Референдум показал, что сейчас большинство респондентов хотят мира. Но как выйти из тупика? С кем вести переговоры? И что бы ни говорили цифры, всем ясно — хаос не скоро кончится. Приходится выбирать между хаосом от присутствия федералов и хаосом от ухода федералов, даже если последних заменят войска ООН.

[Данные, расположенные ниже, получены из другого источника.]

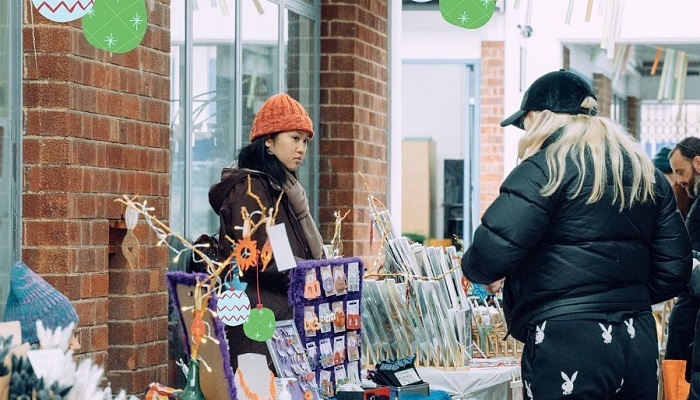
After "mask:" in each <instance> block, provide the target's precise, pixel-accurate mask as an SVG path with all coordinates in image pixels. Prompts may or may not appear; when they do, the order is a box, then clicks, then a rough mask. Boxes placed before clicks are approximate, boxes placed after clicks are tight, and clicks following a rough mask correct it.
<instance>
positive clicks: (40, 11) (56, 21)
mask: <svg viewBox="0 0 700 400" xmlns="http://www.w3.org/2000/svg"><path fill="white" fill-rule="evenodd" d="M8 1H9V0H8ZM15 1H16V0H15ZM32 4H34V7H35V8H36V9H37V11H39V14H41V15H43V16H44V17H46V18H47V19H50V20H51V21H56V22H68V21H73V20H76V19H78V18H80V17H82V16H83V15H85V14H87V13H88V12H89V11H90V10H91V9H92V6H93V4H94V0H32Z"/></svg>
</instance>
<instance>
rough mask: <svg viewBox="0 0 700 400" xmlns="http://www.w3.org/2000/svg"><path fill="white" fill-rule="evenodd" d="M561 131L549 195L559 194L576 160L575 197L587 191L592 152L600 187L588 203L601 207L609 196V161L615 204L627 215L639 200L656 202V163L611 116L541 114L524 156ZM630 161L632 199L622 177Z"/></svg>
mask: <svg viewBox="0 0 700 400" xmlns="http://www.w3.org/2000/svg"><path fill="white" fill-rule="evenodd" d="M581 107H582V108H586V109H593V108H595V107H596V100H595V99H594V98H593V97H587V98H586V99H585V100H584V101H583V103H582V104H581ZM560 128H562V133H561V137H560V138H559V139H558V140H556V141H555V142H554V143H552V144H551V145H549V146H548V147H547V148H546V150H545V157H546V159H547V171H548V173H549V181H548V182H547V184H546V185H545V186H544V187H543V188H542V189H541V190H540V193H541V194H542V195H543V196H551V195H553V194H554V193H555V192H556V191H557V189H558V188H559V186H560V185H561V183H562V181H563V180H564V175H565V173H566V165H567V162H572V163H574V165H575V166H576V169H577V170H578V171H579V180H578V184H577V185H576V187H575V189H574V190H572V191H571V193H569V197H570V198H575V197H577V196H578V195H579V194H580V193H581V190H582V189H583V184H584V182H585V178H586V174H587V173H589V171H587V170H586V166H587V162H586V154H589V155H590V158H591V159H592V161H593V172H592V173H593V182H594V183H593V190H592V191H591V195H590V196H589V197H588V200H587V201H586V204H591V203H595V202H597V201H599V200H600V199H601V198H602V197H603V194H604V192H605V188H606V187H607V185H608V182H607V179H608V171H607V168H608V164H607V161H606V160H608V159H609V160H610V167H611V169H612V177H613V185H612V189H613V201H612V203H613V204H615V203H617V202H618V201H619V202H620V210H621V211H622V209H624V208H625V207H630V208H631V207H632V206H633V205H634V204H635V203H637V202H645V201H647V200H651V201H654V164H653V163H652V162H651V160H650V159H649V158H648V157H647V156H646V154H644V153H643V152H642V151H641V150H640V148H639V146H638V145H637V144H635V143H634V142H633V141H632V139H631V138H630V136H629V134H628V133H627V132H626V131H625V129H624V128H623V127H622V126H620V125H619V124H617V123H616V122H614V121H612V120H610V119H609V118H605V117H600V116H592V115H585V114H578V115H570V114H558V113H553V112H551V111H549V110H545V111H541V112H539V114H538V115H537V116H536V117H535V118H534V120H533V121H532V125H531V126H529V127H527V131H526V132H525V135H524V136H523V137H522V138H521V139H520V141H519V142H518V157H519V158H520V159H521V160H525V159H527V158H528V157H530V156H532V155H533V154H535V153H537V152H538V151H539V150H540V149H541V148H542V144H543V143H544V142H545V141H546V140H547V138H549V137H550V136H551V135H552V134H553V133H554V132H556V131H557V130H558V129H560ZM625 158H627V159H628V160H629V167H631V168H632V177H633V178H632V188H631V191H630V192H629V198H627V195H626V194H625V191H624V182H623V179H622V177H623V167H624V165H625Z"/></svg>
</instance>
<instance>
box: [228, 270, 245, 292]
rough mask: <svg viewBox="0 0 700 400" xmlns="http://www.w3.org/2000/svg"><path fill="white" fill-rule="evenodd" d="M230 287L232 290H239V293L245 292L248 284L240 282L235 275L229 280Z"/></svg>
mask: <svg viewBox="0 0 700 400" xmlns="http://www.w3.org/2000/svg"><path fill="white" fill-rule="evenodd" d="M230 286H233V290H240V291H241V292H245V289H246V288H247V287H248V284H247V283H245V282H242V281H241V280H240V278H239V277H238V273H236V274H234V275H233V279H232V280H231V285H230Z"/></svg>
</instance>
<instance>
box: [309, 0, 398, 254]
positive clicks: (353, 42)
mask: <svg viewBox="0 0 700 400" xmlns="http://www.w3.org/2000/svg"><path fill="white" fill-rule="evenodd" d="M387 6H388V0H357V1H341V0H322V1H321V102H320V103H321V104H320V107H321V110H320V111H321V113H320V114H321V132H320V133H321V134H320V143H319V145H320V183H319V220H320V221H321V234H322V235H323V237H324V239H326V241H329V240H330V239H331V238H332V237H333V227H334V217H333V212H334V211H340V212H342V213H345V212H346V211H347V210H352V212H351V213H350V214H349V215H348V217H347V218H346V219H345V220H344V221H343V231H342V237H343V238H344V239H345V242H344V254H345V255H346V256H358V257H365V261H366V262H370V261H372V260H373V258H374V255H375V254H376V250H377V249H376V248H377V245H376V244H377V243H378V241H379V239H380V238H378V237H376V236H375V239H374V244H373V246H372V248H370V215H369V203H368V200H367V191H366V189H365V184H364V181H363V180H362V178H361V177H360V176H359V175H358V174H357V172H358V171H360V172H362V173H363V174H364V176H365V177H366V178H367V185H368V186H369V189H370V190H371V192H372V194H373V195H374V196H375V197H376V198H378V199H379V200H380V201H381V202H382V203H383V204H385V205H387V201H386V199H387V189H388V181H387V142H388V137H387V113H388V99H387V97H388V93H387V74H388V70H387V59H388V53H387V32H388V25H387V12H388V8H387ZM400 217H401V216H400V215H395V216H393V218H394V219H396V218H400Z"/></svg>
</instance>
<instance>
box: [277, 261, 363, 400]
mask: <svg viewBox="0 0 700 400" xmlns="http://www.w3.org/2000/svg"><path fill="white" fill-rule="evenodd" d="M363 271H364V267H363V265H362V261H361V260H360V259H359V258H336V259H330V260H309V261H302V262H300V263H299V264H298V265H297V267H296V268H295V269H293V270H292V271H291V273H290V276H289V278H290V286H289V303H290V304H292V305H294V323H295V325H296V329H297V331H298V333H299V337H300V340H301V343H302V345H303V346H304V349H305V350H306V354H307V358H308V363H309V366H310V368H311V370H312V371H314V373H315V378H316V382H318V385H319V392H320V396H321V397H322V398H324V399H329V398H333V397H334V396H335V390H336V388H337V387H338V386H340V385H342V384H344V383H348V382H353V383H358V384H359V382H360V368H361V363H360V355H361V354H362V352H361V340H360V338H361V335H362V329H361V320H362V316H361V300H362V272H363Z"/></svg>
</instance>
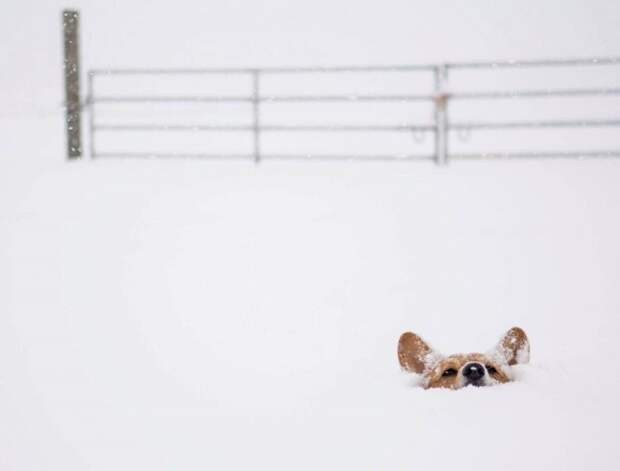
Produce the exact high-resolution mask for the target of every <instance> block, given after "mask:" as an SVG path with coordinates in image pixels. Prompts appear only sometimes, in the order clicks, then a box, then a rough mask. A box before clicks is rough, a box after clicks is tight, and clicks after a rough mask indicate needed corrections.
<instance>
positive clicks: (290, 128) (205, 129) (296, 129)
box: [94, 124, 435, 132]
mask: <svg viewBox="0 0 620 471" xmlns="http://www.w3.org/2000/svg"><path fill="white" fill-rule="evenodd" d="M94 129H95V130H96V131H230V132H235V131H238V132H253V131H254V126H252V125H239V126H236V125H221V126H211V125H201V124H197V125H191V124H190V125H185V124H178V125H177V124H171V125H166V124H163V125H162V124H135V125H134V124H99V125H97V126H95V128H94ZM260 130H261V131H271V132H313V131H316V132H330V131H331V132H338V131H343V132H399V131H406V132H414V131H434V130H435V126H432V125H411V126H410V125H402V126H364V125H361V126H358V125H351V126H348V125H332V126H330V125H327V126H307V125H299V126H297V125H274V126H271V125H263V126H261V127H260Z"/></svg>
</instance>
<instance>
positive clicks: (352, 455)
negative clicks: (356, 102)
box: [0, 0, 620, 471]
mask: <svg viewBox="0 0 620 471" xmlns="http://www.w3.org/2000/svg"><path fill="white" fill-rule="evenodd" d="M40 3H41V4H39V2H30V3H28V2H20V3H19V4H17V3H15V5H12V6H11V7H10V8H11V9H13V12H14V15H12V18H7V15H4V16H3V18H2V20H0V21H2V22H3V23H2V29H1V31H2V34H3V35H5V34H6V35H7V38H8V39H7V41H2V42H0V47H3V48H6V49H3V50H2V51H0V52H1V53H2V57H3V58H8V61H9V65H10V66H9V67H8V73H6V74H5V71H4V70H3V74H2V76H1V77H0V80H2V87H0V90H2V93H3V95H1V96H2V100H3V104H5V106H4V109H3V110H2V112H1V113H0V124H1V125H2V128H3V129H4V131H3V132H2V139H1V142H0V152H1V153H0V469H2V470H3V471H4V470H7V471H14V470H19V471H22V470H37V471H38V470H48V469H50V470H55V469H61V470H70V471H73V470H75V471H78V470H84V469H92V470H105V471H108V470H110V471H112V470H114V471H116V470H135V469H152V470H172V469H174V470H198V469H201V470H202V469H231V470H232V469H246V468H251V469H308V470H316V469H350V468H355V469H368V470H374V469H386V470H392V469H396V470H400V469H403V470H404V469H452V468H459V469H477V470H479V469H489V470H494V469H520V470H522V469H541V470H542V469H574V470H579V469H584V468H590V467H592V468H596V469H610V470H611V469H615V468H616V467H617V463H618V462H619V461H620V450H619V449H618V446H617V443H616V442H617V438H616V432H617V426H618V425H617V424H618V423H619V420H620V410H619V407H618V401H617V396H618V394H619V393H620V380H619V379H618V375H617V374H616V371H615V365H616V364H618V362H619V361H620V354H619V353H618V346H617V339H618V334H619V330H620V329H619V327H620V321H619V320H618V314H619V313H620V294H619V293H620V244H618V240H620V220H619V217H618V215H619V214H620V186H619V185H618V182H619V181H620V160H611V159H610V160H587V159H585V160H555V161H533V160H529V161H496V162H487V161H479V162H454V163H452V164H451V165H450V166H447V167H435V166H433V165H432V164H430V163H390V164H386V163H379V162H374V163H355V162H339V163H335V162H295V163H293V162H291V163H282V162H265V163H264V164H262V165H260V166H254V165H252V164H250V163H248V162H243V161H239V162H209V161H192V160H181V161H174V160H162V161H157V160H140V161H123V160H96V161H93V162H91V161H87V160H86V161H82V162H71V163H66V162H64V161H63V145H64V140H63V127H62V114H61V113H60V110H59V109H58V104H59V103H60V101H61V100H62V95H61V92H60V91H61V81H60V78H61V74H60V69H59V57H60V48H59V47H60V41H59V37H58V33H59V32H58V30H57V27H58V21H59V20H58V16H59V15H58V8H59V5H60V4H59V3H56V2H46V3H42V2H40ZM476 3H477V4H479V6H477V7H476V9H475V10H474V9H472V7H471V2H467V3H462V4H461V3H459V2H442V5H443V6H437V5H435V6H433V5H429V4H426V3H422V2H420V3H417V2H400V1H395V0H393V1H384V2H380V3H379V2H377V3H374V2H372V3H371V2H369V3H368V4H360V3H359V2H348V1H347V2H337V3H335V4H334V3H329V2H295V3H293V2H276V1H270V2H228V3H226V4H224V5H215V4H213V5H211V4H210V3H208V2H207V3H206V4H200V5H198V4H197V3H196V2H189V1H188V2H180V3H178V5H177V4H175V7H174V9H172V10H169V7H168V6H167V5H165V4H164V3H163V2H162V3H157V2H151V3H149V4H148V6H146V3H144V2H131V3H130V4H128V5H125V4H124V3H123V4H121V3H119V4H118V5H111V4H107V5H104V4H103V3H101V4H95V3H94V2H84V1H81V2H75V4H77V5H78V6H81V9H82V13H83V15H84V19H83V22H84V27H85V28H86V24H87V23H88V30H89V31H92V33H91V34H87V33H84V37H83V39H84V48H85V49H87V50H89V51H91V53H90V55H85V58H84V60H85V62H86V64H85V67H94V66H100V65H127V64H132V63H133V61H135V60H138V61H141V64H142V65H162V64H164V65H188V64H190V65H247V64H248V63H252V64H254V63H257V64H260V65H263V64H265V65H270V64H281V63H286V64H295V65H297V64H299V65H304V64H308V65H310V64H316V63H321V64H329V63H331V64H339V63H405V62H408V63H411V62H436V61H439V60H448V59H449V60H468V59H487V58H488V59H493V58H515V57H517V58H530V57H532V56H535V57H545V56H580V55H582V56H587V55H605V54H610V55H611V54H614V53H618V52H620V51H619V50H618V49H617V48H618V44H620V28H618V23H619V21H620V19H619V18H620V15H619V13H620V10H619V9H618V6H617V5H616V4H614V3H613V2H602V1H601V2H587V3H586V2H543V3H542V4H541V3H540V2H520V3H519V4H516V3H514V4H513V3H507V4H505V5H503V6H501V5H497V4H496V3H492V2H484V4H483V3H482V2H476ZM517 5H518V10H517V11H515V10H516V9H517ZM123 10H125V11H127V12H129V13H128V14H127V15H125V16H123ZM560 13H562V14H560ZM18 18H19V19H20V20H19V21H17V19H18ZM26 18H27V20H26ZM116 20H118V21H119V22H120V23H119V25H118V26H117V32H118V35H119V37H118V38H114V37H102V36H101V35H102V34H103V33H104V32H105V31H106V29H107V28H108V26H107V25H110V24H112V23H113V21H116ZM440 20H441V21H440ZM48 23H50V24H48ZM373 26H374V28H373ZM166 28H168V29H166ZM438 29H441V30H442V31H444V33H443V34H441V35H437V30H438ZM158 31H169V32H170V31H172V32H174V34H175V35H179V39H178V41H180V43H181V45H182V49H183V52H184V54H179V53H178V47H176V46H175V47H173V45H172V44H171V43H170V42H169V38H168V39H164V38H162V37H161V36H162V35H161V34H158ZM377 31H380V32H381V34H377ZM181 32H182V34H181ZM34 33H37V35H35V36H33V34H34ZM95 33H96V34H95ZM543 39H544V40H543ZM416 44H425V47H424V48H420V49H415V45H416ZM177 46H178V44H177ZM412 48H414V49H415V50H413V51H412ZM614 48H616V49H614ZM136 58H138V59H136ZM300 58H303V60H302V59H300ZM512 325H519V326H521V327H523V328H524V329H525V330H526V332H527V333H528V334H529V337H530V340H531V343H532V356H531V363H530V364H529V365H525V366H520V367H518V368H517V369H516V375H517V381H515V382H514V383H511V384H507V385H502V386H497V387H492V388H482V389H480V388H479V389H472V388H466V389H463V390H460V391H438V390H432V391H431V390H428V391H425V390H422V389H420V388H419V387H416V381H415V378H412V377H410V376H407V375H404V374H403V373H401V372H400V370H399V368H398V363H397V359H396V342H397V339H398V336H399V335H400V334H401V333H402V332H403V331H405V330H414V331H416V332H417V333H419V334H420V335H422V336H423V337H424V338H426V339H427V340H428V341H429V342H431V343H432V344H433V345H434V346H435V347H437V348H438V349H439V350H441V351H443V352H446V353H454V352H460V351H479V350H482V351H484V350H486V349H487V348H489V347H490V346H492V345H493V344H494V343H495V342H496V340H497V339H498V337H499V336H500V335H501V334H502V333H503V332H504V331H505V330H506V329H508V328H509V327H511V326H512Z"/></svg>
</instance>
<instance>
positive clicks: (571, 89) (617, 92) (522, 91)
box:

В любом случае до подлинного мира далеко. Присутствие федералов — не виртуальных, а таких, какие они есть, — разрушает и Чечню (впрямую), и Россию (морально и экономически). Анархия без федералов — хаос, из которого может родиться порядок. Пусть не сразу. И за этим вовсе не последует ряд других восстаний. Теория домино уже была опровергнута уходом американцев из Вьетнама. Воображаемая победа коммунизма во всей Юго-Восточной Азии не состоялась. Одно дело Вьетнам, и совсем другое — Индонезия. В Индонезии до сентября 1965 года было два миллиона коммунистов, а потом не осталось почти ни одного. И за Басаевым ни Дагестан, ни Ингушетия не пойдут.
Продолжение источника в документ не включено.